Tuesday, April 10, 2012

The Bible and Academic Success


What makes for academic success? A school equipped with the latest computers? Parental achievement and high socio-economic background? The most student-centered teaching techniques? Researcher William Jeynes analyzed more than 1 million student subjects and sifted through 1,000 studies on the achievement gap among minority students and found that “the presence of an active personal faith and a strong family unit erased the education gap completely”:

  • "The meta-analysis yielded some amazing results," Jeynes wrote in a February article on South Dakota Rep. Steve Hickey's blog. "Not only did it indicate a powerful relationship between high levels of Bible literacy and strong scholastic results, but also of all the studies that have been undertaken on this topic not even one of them indicated a negative or neutral relationship. Every single study indicated that there existed a positive relationship. Such an overwhelming association is almost unheard of in the research world."
Odd, isn't it, that a book that many claim is no more than a collection of fairy tales should be so strongly associated with academic success!
I don’t know if Jeynes investigated the relationship between Bible literacy and academic performance among the more well-to-do and better-educated Caucasians.

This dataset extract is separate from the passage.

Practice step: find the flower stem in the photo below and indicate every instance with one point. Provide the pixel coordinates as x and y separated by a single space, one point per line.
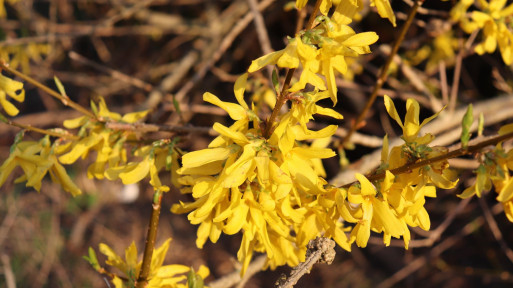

However, it is likely that this strong correlation might not hold among this group. If not, why not? Would it be that the Bible had lost its academic potency among the well-to-do or that the well-to-do had lost hold of the Bible?

I would love to see a study following 3-4 generations of atheists. Beliefs exert a profound influence on behavior and perhaps even academic attainment. I wonder what the impact of atheism is trans-generationally. Aware of any studies?